Comprendió que por aquel camino nada podría conseguir, y cambió de táctica:
- ¿Cuánto quieres por él?
El muchacho se detuvo; la crueldad daba paso a la codicia.
- Una peseta –contestó.
Y a los pocos minutos el piar del pájaro sobre el corazón de María Paz parecía que devanaba el copo del agradecimiento.
Su primer impulso fue el de un sí que la colmó de alegría. Más de una vez había acariciado en su intimidad el deseo desaborear en su prístina belleza aquel pintoresquismo provinciano, del que su amiga era el más vivo ejemplo. Y, sin embargo, había un no sé qué extraño en los últimos renglones de la carta que velaron su alegría; aquella frase: "Tú sabes que ellos no se meten en nuestras cosas", le traía algo que asociaba al recuerdo de los padres de su compañera; el estupendo fondo de Pilar lo había visto ella peligrar en más de una vacación, por la ligereza ambiente de unos padres que todo lo fiaban en las manos de los educadores. Entonces pensó que aquel deseo tal vez podía encerrar algún obstáculo a su vocación, e inclinó la vista para, releer la invitación de Pilar. En su abstracción le pareció oír vagamente la voz juguetona de su hermano, que correteaba por el jardín, y el picoteo del pájaro sobre el alféizar de la ventana. Buscó el escrito, y sus ojos se enredaron con estas palabras finales de la página: "El vuelo de la juventud..."

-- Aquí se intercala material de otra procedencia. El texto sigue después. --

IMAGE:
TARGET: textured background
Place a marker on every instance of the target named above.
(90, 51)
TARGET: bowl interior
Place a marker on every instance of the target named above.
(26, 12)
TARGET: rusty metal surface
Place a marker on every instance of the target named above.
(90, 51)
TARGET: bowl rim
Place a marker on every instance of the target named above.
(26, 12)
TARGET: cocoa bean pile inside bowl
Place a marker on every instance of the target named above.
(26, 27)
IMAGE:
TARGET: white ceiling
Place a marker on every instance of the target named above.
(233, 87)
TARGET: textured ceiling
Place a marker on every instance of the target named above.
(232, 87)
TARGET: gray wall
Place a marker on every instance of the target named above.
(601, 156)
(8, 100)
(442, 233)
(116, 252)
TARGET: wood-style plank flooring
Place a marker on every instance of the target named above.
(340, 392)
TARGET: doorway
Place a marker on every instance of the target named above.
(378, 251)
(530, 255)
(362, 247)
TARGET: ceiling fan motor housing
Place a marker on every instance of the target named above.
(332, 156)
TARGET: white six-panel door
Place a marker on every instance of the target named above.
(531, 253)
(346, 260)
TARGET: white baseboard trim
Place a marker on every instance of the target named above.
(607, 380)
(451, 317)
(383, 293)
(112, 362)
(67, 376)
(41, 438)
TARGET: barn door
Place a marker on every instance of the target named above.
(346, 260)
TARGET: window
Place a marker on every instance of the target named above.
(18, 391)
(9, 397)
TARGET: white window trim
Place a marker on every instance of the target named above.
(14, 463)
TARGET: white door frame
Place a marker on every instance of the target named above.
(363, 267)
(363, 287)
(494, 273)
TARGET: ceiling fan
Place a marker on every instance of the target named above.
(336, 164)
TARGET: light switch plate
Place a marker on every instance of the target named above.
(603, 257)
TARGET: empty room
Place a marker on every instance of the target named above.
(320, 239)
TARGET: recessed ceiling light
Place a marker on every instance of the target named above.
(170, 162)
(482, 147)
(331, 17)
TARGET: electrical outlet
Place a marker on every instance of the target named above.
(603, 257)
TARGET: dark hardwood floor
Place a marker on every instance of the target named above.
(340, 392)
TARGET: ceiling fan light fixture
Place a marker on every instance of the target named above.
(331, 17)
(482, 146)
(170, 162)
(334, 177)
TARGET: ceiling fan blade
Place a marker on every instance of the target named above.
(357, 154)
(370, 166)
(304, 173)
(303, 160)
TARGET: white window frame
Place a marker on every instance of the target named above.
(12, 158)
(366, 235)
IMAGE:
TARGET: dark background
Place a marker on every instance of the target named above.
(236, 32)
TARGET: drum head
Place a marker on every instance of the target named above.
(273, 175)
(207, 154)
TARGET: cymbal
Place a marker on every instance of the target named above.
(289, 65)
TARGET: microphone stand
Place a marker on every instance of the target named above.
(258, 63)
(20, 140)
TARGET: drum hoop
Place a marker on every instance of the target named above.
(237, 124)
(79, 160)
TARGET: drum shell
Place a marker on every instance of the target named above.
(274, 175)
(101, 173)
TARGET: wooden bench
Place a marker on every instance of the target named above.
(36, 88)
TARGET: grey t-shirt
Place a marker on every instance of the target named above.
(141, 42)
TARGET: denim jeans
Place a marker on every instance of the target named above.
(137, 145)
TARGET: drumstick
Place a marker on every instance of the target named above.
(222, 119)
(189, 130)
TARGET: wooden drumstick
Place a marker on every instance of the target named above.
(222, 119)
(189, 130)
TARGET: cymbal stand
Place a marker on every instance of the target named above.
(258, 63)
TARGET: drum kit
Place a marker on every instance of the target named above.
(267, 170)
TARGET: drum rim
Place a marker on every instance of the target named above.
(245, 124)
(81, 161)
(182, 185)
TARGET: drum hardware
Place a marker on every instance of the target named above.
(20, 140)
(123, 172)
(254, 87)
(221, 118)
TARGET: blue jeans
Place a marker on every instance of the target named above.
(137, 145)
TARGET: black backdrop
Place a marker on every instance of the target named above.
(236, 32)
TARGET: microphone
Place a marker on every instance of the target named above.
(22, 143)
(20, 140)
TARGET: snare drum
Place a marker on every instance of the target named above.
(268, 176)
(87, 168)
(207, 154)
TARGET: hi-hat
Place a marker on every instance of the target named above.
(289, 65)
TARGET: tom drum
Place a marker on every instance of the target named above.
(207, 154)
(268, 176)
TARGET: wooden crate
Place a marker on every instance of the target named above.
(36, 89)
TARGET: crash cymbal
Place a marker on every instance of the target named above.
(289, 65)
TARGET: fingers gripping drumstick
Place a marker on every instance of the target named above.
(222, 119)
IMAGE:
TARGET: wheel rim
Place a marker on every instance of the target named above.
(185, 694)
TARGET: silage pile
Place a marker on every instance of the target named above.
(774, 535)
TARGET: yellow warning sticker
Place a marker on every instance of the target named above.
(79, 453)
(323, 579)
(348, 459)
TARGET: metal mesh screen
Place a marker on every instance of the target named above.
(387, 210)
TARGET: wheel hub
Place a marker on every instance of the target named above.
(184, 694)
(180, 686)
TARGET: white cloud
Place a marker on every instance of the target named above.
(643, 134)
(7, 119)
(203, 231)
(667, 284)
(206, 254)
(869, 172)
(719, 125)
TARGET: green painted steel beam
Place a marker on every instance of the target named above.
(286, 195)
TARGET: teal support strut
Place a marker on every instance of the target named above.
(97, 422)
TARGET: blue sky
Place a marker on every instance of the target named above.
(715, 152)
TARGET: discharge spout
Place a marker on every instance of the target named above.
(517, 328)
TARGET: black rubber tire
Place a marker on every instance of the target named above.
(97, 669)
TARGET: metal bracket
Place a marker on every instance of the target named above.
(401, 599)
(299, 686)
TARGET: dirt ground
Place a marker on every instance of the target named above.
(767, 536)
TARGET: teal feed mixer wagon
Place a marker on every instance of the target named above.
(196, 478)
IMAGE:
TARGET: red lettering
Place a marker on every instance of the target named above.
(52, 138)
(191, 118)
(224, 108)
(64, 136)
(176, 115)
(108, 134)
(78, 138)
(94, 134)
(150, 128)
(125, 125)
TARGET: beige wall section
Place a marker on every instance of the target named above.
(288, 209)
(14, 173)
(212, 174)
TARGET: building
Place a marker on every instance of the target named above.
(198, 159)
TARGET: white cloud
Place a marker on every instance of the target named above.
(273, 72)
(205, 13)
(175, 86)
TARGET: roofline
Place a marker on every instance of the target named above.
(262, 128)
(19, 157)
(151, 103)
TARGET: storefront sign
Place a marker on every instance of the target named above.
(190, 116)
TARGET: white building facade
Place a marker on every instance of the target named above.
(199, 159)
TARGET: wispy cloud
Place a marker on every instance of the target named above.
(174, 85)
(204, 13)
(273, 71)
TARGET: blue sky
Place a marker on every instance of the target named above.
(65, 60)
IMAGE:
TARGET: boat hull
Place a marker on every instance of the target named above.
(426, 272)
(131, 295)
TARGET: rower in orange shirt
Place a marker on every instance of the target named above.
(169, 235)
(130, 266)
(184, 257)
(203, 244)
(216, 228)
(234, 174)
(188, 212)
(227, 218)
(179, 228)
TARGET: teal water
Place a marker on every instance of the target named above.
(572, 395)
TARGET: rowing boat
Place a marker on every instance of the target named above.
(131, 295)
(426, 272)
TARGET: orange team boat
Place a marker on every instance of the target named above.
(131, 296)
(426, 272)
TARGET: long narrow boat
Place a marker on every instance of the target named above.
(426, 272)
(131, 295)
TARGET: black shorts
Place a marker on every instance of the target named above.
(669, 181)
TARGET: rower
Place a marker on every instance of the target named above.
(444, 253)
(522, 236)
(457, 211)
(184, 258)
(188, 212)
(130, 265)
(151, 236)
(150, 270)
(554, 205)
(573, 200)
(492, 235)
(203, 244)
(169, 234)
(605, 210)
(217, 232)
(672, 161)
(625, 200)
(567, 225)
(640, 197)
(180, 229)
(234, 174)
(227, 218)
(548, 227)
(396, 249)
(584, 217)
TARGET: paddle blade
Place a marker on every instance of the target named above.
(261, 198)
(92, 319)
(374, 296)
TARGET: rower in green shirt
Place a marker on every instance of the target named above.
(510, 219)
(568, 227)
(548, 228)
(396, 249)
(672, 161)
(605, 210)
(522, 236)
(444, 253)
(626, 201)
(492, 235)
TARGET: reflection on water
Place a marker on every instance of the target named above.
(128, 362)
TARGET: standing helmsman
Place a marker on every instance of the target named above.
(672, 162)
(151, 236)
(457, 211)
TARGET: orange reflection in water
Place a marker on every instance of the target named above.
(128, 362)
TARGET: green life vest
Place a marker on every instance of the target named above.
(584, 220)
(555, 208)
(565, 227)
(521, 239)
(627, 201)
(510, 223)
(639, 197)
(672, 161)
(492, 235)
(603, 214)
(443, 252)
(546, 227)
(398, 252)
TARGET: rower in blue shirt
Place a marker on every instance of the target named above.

Se detuvo perpleja. La juventud era entonces como un pájaro que llevara dentro de sí, como un instinto vital, la imperativa necesidad de volar hacia horizontes ilimitados. Sí, era verdad; hacía tiempo que se lo venía a ella cantando la espiga de infinito que día a día le estaba germinando en el trigal de sus sueños; un sentimiento inexplicable que la urgía a no desentonar en el aleteo radiante de las obras creadas y a saborear las mieles de toda belleza en su más puro y sublime sentido.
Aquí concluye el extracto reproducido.